Updated

It's official. Jenna and Channing Tatum announced on Monday that after nine years of marriage, they're calling it quits.

It's just a matter of time before the grocery store racks are stocked with magazines promising the gossip behind the news. And while we may not buy the magazines, plenty of us will walk past them and read the headlines like we're driving by the scene of an accident -- except we probably won't feel sorry for the victims in the tabloids.

Frankly, when I saw the headline at a news website today, I was momentarily surprised. I read an interview with Channing Tatum a couple of years ago and, based on the way the writer described him and his wife, they seemed like the rare Hollywood couple that might actually make it. Two years later, I shrugged my shoulders at the headline and felt a little smug.

Of course they're divorcing, I thought. They'll get married again next year and get divorced again.

I hate that attitude and with good reason.

One of my dearest friends has been married three times and I've been around when it has come up in conversation. When the other person hears about his multiple marriages, their eyes grow a little wider and they follow up with a startled "oh." You know what they're thinking though.

Three marriages? I can't believe it. He seemed so nice.

I want to jump in and say, "Believe me, I've got strong religious convictions about divorce, but you don't know all of the facts of the story."

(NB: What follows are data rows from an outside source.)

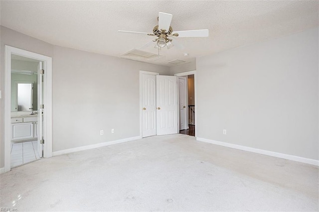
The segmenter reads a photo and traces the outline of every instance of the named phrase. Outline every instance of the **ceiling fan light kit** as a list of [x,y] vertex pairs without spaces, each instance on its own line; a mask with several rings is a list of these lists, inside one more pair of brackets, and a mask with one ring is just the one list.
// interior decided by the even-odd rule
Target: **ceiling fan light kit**
[[159,50],[160,50],[161,48],[165,46],[167,47],[167,49],[169,49],[174,46],[172,43],[172,40],[169,38],[169,37],[198,37],[208,36],[208,29],[173,32],[172,28],[170,26],[172,17],[172,15],[171,14],[161,12],[159,12],[159,25],[155,26],[153,28],[153,33],[123,30],[119,30],[118,31],[120,32],[146,34],[150,36],[158,37],[157,39],[153,40],[153,41],[156,42],[156,44],[154,48]]

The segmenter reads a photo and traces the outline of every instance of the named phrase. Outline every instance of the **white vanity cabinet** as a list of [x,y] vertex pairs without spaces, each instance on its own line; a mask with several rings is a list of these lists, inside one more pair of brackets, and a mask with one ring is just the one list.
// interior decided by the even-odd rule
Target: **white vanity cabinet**
[[12,141],[37,137],[37,117],[13,117],[11,119]]

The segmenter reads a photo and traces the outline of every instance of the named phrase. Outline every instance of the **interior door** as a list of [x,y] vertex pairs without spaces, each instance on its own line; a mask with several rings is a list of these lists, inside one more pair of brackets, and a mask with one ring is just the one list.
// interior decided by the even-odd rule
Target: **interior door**
[[157,134],[177,133],[177,77],[156,76]]
[[187,79],[178,77],[179,130],[187,129]]
[[155,135],[156,128],[156,77],[142,74],[142,137]]
[[41,140],[43,138],[43,115],[42,113],[43,112],[43,107],[41,106],[43,105],[43,96],[42,96],[42,87],[43,87],[43,74],[42,72],[42,62],[39,62],[38,65],[38,124],[37,126],[37,133],[38,133],[38,152],[40,157],[42,157],[42,146]]

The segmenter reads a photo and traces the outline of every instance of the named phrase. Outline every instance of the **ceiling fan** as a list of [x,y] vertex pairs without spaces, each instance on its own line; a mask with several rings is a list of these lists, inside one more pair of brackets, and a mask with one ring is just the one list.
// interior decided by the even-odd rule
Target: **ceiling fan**
[[[175,31],[170,26],[170,22],[172,15],[164,12],[159,12],[159,25],[153,28],[153,33],[134,32],[131,31],[118,30],[120,32],[128,32],[133,33],[146,34],[148,35],[158,37],[152,41],[156,42],[154,48],[160,50],[161,48],[166,46],[169,49],[174,46],[172,43],[172,40],[170,37],[208,37],[208,29],[198,29],[195,30]],[[152,41],[151,41],[152,43]],[[148,45],[148,44],[147,44]]]

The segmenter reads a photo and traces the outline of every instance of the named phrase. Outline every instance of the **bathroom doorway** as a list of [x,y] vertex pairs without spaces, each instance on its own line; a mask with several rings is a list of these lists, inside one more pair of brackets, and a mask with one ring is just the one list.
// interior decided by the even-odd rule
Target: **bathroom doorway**
[[38,114],[43,103],[42,66],[39,60],[11,55],[11,168],[42,156],[43,115]]
[[52,156],[52,58],[5,46],[5,67],[7,172]]

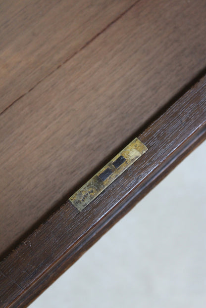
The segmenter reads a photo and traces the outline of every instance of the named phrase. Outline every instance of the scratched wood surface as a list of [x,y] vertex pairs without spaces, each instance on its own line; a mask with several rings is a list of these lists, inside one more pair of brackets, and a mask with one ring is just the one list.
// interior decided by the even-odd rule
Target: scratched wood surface
[[206,65],[205,0],[39,2],[2,14],[2,254]]
[[206,75],[136,134],[145,153],[82,212],[62,205],[0,263],[1,308],[27,305],[206,138]]
[[0,113],[68,61],[135,0],[0,0]]

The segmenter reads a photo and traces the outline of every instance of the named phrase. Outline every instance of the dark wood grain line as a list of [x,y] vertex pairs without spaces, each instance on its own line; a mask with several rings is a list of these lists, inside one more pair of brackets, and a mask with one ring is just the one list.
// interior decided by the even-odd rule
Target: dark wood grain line
[[28,305],[206,135],[204,76],[138,136],[148,150],[103,193],[81,213],[67,202],[1,262],[0,307]]
[[79,52],[83,50],[85,47],[86,47],[88,45],[89,45],[91,43],[92,43],[96,39],[97,39],[99,36],[100,36],[102,33],[103,33],[105,31],[107,30],[111,26],[112,26],[114,23],[115,23],[116,21],[117,21],[119,19],[120,19],[125,14],[126,14],[127,12],[128,12],[130,9],[131,9],[138,2],[139,2],[140,0],[137,0],[134,3],[129,6],[126,9],[123,11],[121,14],[120,14],[118,16],[117,16],[114,19],[112,20],[110,22],[109,22],[107,25],[106,25],[103,29],[101,29],[99,32],[98,32],[95,36],[92,37],[90,40],[87,41],[80,48],[77,49],[73,53],[72,53],[71,55],[70,55],[68,57],[65,59],[61,64],[58,64],[57,66],[54,65],[53,69],[49,73],[45,75],[44,77],[40,79],[40,80],[37,82],[32,87],[30,88],[28,90],[25,92],[23,94],[21,94],[18,97],[17,97],[16,99],[15,99],[13,102],[11,102],[4,109],[1,110],[0,112],[0,116],[1,114],[3,114],[5,111],[6,111],[8,109],[9,109],[11,106],[13,105],[15,103],[17,102],[21,98],[23,97],[26,94],[28,93],[29,93],[31,91],[32,91],[38,85],[41,84],[43,81],[44,81],[45,79],[48,78],[49,76],[51,76],[54,72],[58,70],[64,64],[68,62],[70,60],[71,60],[73,57],[74,57],[76,55],[77,55]]
[[[11,0],[13,5],[4,1],[3,6],[9,6],[8,10],[18,16],[20,9],[16,3],[24,6],[28,1]],[[81,34],[72,36],[69,45],[68,40],[65,41],[61,46],[61,63],[68,57],[67,51],[71,54],[74,50],[73,47],[71,50],[70,43],[72,45],[75,43],[74,49],[78,49],[134,1],[62,0],[56,4],[55,10],[51,8],[52,18],[46,12],[43,12],[44,18],[36,16],[40,10],[37,3],[42,3],[48,10],[48,5],[51,8],[52,2],[53,5],[56,2],[35,0],[28,4],[24,15],[29,19],[29,22],[28,19],[26,22],[30,39],[32,23],[38,29],[37,35],[31,39],[29,49],[31,54],[33,47],[39,48],[36,43],[43,45],[47,53],[48,45],[44,44],[41,35],[42,22],[47,25],[47,34],[52,27],[52,39],[56,34],[52,21],[54,16],[61,15],[61,20],[65,20],[65,30],[62,33],[61,23],[57,29],[58,36],[59,28],[61,35],[55,37],[53,43],[57,42],[56,39],[61,41],[65,39],[65,32],[69,35],[76,29],[75,33]],[[88,8],[87,4],[92,2],[93,5]],[[34,3],[34,12],[31,9]],[[62,9],[62,4],[67,9]],[[74,5],[76,5],[77,13]],[[91,13],[91,7],[93,17],[96,14],[95,19],[88,15]],[[101,14],[98,8],[103,9]],[[71,10],[76,16],[74,24],[68,27]],[[0,116],[0,233],[3,235],[0,242],[1,255],[16,247],[31,229],[36,229],[65,202],[81,182],[83,184],[95,169],[106,163],[105,161],[109,156],[112,155],[112,158],[121,150],[122,145],[129,143],[132,136],[135,137],[135,133],[145,123],[148,125],[151,117],[206,66],[206,12],[204,0],[197,0],[195,3],[175,0],[172,5],[168,0],[140,1],[86,48]],[[86,31],[82,29],[80,15],[84,17],[83,21],[87,20]],[[8,24],[11,21],[9,19]],[[17,23],[17,26],[20,23]],[[98,26],[98,29],[93,27],[94,24]],[[24,27],[25,24],[23,29]],[[18,29],[17,32],[24,45],[28,43],[24,40],[27,35],[22,29]],[[67,30],[70,31],[67,33]],[[11,35],[14,39],[12,42]],[[12,44],[13,49],[9,48],[9,56],[14,60],[19,57],[26,62],[29,61],[26,50],[24,56],[16,55],[16,39],[18,42],[18,39],[10,31],[8,46]],[[52,43],[49,40],[47,43],[49,45]],[[58,55],[59,61],[56,52],[59,46],[56,48],[53,52],[49,49],[53,55]],[[4,56],[7,53],[5,51]],[[50,52],[47,54],[51,56]],[[7,62],[12,68],[9,56]],[[53,68],[53,62],[51,62],[52,59],[57,59],[49,57],[47,62],[49,67],[46,68],[50,69],[52,64]],[[25,63],[21,63],[20,70],[25,67]],[[42,63],[39,64],[41,66]],[[33,68],[28,67],[29,71],[31,70],[31,78]],[[21,87],[24,87],[24,74],[27,72],[27,68],[21,73],[21,80],[18,80],[11,70],[10,77],[14,82],[19,82]],[[1,80],[3,86],[4,80]],[[32,80],[32,86],[35,83]],[[17,97],[19,93],[17,94],[12,84],[9,85],[9,93],[12,92]],[[23,93],[22,90],[21,93]],[[7,96],[5,98],[12,101]],[[0,102],[5,102],[3,99]]]

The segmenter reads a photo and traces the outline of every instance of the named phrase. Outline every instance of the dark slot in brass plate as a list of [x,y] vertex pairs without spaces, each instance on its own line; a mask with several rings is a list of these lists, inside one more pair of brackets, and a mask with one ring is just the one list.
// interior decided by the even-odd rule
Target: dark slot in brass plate
[[69,201],[79,211],[82,211],[147,150],[135,138],[70,197]]

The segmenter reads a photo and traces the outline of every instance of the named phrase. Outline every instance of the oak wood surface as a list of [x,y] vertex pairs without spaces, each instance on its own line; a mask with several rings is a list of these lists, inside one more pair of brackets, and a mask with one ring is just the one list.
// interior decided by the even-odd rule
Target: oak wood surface
[[206,138],[206,75],[136,135],[143,155],[82,212],[67,201],[0,263],[0,307],[28,305]]
[[0,252],[206,66],[206,6],[138,2],[1,115]]
[[55,71],[134,0],[0,1],[0,113]]

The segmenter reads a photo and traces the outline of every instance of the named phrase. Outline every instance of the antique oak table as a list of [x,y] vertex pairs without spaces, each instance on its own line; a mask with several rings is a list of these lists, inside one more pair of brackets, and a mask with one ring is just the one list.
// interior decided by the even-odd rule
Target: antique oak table
[[205,138],[206,21],[205,0],[0,0],[0,307],[28,305]]

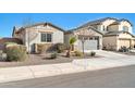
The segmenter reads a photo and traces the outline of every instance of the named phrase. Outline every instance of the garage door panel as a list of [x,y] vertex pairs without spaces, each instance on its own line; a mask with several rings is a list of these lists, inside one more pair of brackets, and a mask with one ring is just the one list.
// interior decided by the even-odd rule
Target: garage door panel
[[119,45],[120,47],[130,47],[130,40],[119,40]]
[[[85,40],[84,49],[85,50],[97,50],[98,41],[97,40]],[[82,50],[82,41],[78,41],[78,49]]]

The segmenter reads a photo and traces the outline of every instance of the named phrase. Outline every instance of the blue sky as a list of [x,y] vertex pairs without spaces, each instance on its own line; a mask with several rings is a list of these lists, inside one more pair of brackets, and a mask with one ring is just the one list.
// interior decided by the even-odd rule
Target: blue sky
[[[13,26],[20,27],[29,18],[34,23],[50,22],[71,29],[102,17],[127,18],[133,27],[135,25],[135,13],[0,13],[0,37],[11,37]],[[133,30],[135,33],[135,28]]]

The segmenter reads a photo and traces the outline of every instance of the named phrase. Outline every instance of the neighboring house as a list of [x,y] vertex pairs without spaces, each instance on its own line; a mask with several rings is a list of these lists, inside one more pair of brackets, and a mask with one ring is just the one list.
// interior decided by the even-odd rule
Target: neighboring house
[[[98,50],[102,49],[102,33],[90,26],[78,27],[65,33],[64,42],[69,45],[71,37],[76,37],[77,41],[74,43],[75,50]],[[84,42],[84,43],[83,43]]]
[[48,47],[64,42],[64,30],[51,23],[39,23],[21,28],[14,27],[12,36],[22,39],[29,52],[35,52],[36,43],[44,43]]
[[105,49],[119,50],[121,47],[133,48],[135,46],[133,25],[127,20],[106,17],[88,22],[84,26],[91,26],[103,34]]
[[22,40],[17,38],[0,38],[0,50],[4,50],[7,42],[15,42],[22,45]]
[[[88,22],[77,28],[65,31],[64,29],[51,24],[39,23],[26,27],[13,28],[13,38],[19,38],[27,47],[27,51],[34,52],[36,43],[46,46],[54,43],[66,43],[71,37],[76,37],[75,50],[84,49],[98,50],[109,49],[119,50],[121,47],[135,47],[133,36],[133,25],[127,20],[116,20],[106,17]],[[84,43],[83,43],[84,42]]]

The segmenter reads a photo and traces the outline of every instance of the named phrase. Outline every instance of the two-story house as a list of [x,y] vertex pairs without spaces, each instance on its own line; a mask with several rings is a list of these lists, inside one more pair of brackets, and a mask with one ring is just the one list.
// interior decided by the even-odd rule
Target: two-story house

But it's too late. The damage has been done. He's one of those people.

The thing about divorce, whether its the Tatums or your neighbor who's getting one, is that it's so public. The husband and wife move to separate homes, their kids have to awkwardly explain it to friends (maybe even teachers) at school, people ask invasive questions and repeat things that should be kept private.

Maybe we haven't had the misfortune of getting a divorce, but I wonder what we'd feel like if the embarrassing details of our lives were released to the public. Our reaction might be, "You don't understand. You don't know all of the facts of the story."

A lot of people wouldn't care though. We'd be one of those people.

The early 20th century preacher Oswald Chambers once said something that has stuck with me for years: "Jesus says regarding judging -- Don't. ... There is always one fact more in every man’s case about which we know nothing."

I wish I had remembered that principle when I saw the headline about the Tatums this morning. I hope other people remember that principle if they ever learn the parts of my story I'd rather not tell.